Acclaimed violinist and prolific recording artist Philippe Graffin scored a major coup when he unearthed the Violin Concerto of Samuel Coleridge-Taylor, the Afro-English composer whose star has waned since the height of his fame at the turn of the last century, but has rapidly risen again on the strength of this world-premiere recording.
Coleridge-Taylor's education was as English as they come - studying at the Royal College with Stanford alongside such luminaries as Vaughan Williams and Holst - but his most powerful influences were the folk music and poetry of African-Americans and American Indians, reinforced by his first visit to the US in 1900. References to and inspiration from spirituals and slave songs abound in the Violin Concerto, making the coupling of the Violin Concerto by Dvorák, who was equally inspired by American idioms, apt indeed. In fact, the great American violinist Maud Powell who championed Coleridge-Taylor's works and premiered his Violin Concerto in June 1912 - called him the "colored Dvorák". In an interesting twist, the US premiere was nearly derailed when the original parts sank with the Titanic!
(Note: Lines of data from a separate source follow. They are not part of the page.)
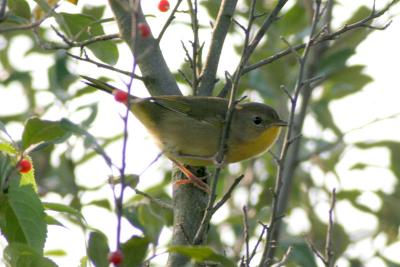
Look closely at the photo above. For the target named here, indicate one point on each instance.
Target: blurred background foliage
(320, 153)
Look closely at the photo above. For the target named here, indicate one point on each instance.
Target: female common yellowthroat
(188, 128)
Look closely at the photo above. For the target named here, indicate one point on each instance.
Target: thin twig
(157, 201)
(329, 252)
(71, 43)
(260, 238)
(169, 21)
(134, 6)
(246, 236)
(273, 229)
(315, 250)
(228, 194)
(32, 25)
(195, 44)
(106, 66)
(185, 234)
(220, 30)
(317, 39)
(284, 259)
Under the inspired direction of British-born conductor Michael Hankinson, the Johannesburg Philharmonic Orchestra is a musical miracle in a country whose national priorities seem a far cry from promoting Western classical music. Established in 2000 by a multi-cultural group of committed musicians, the JPO have created an exciting ensemble whose aims extend to the musical education of their public and, thanks to this recording, resound worldwide. Their motto: "A nation that turns its back on its culture turns its back on itself".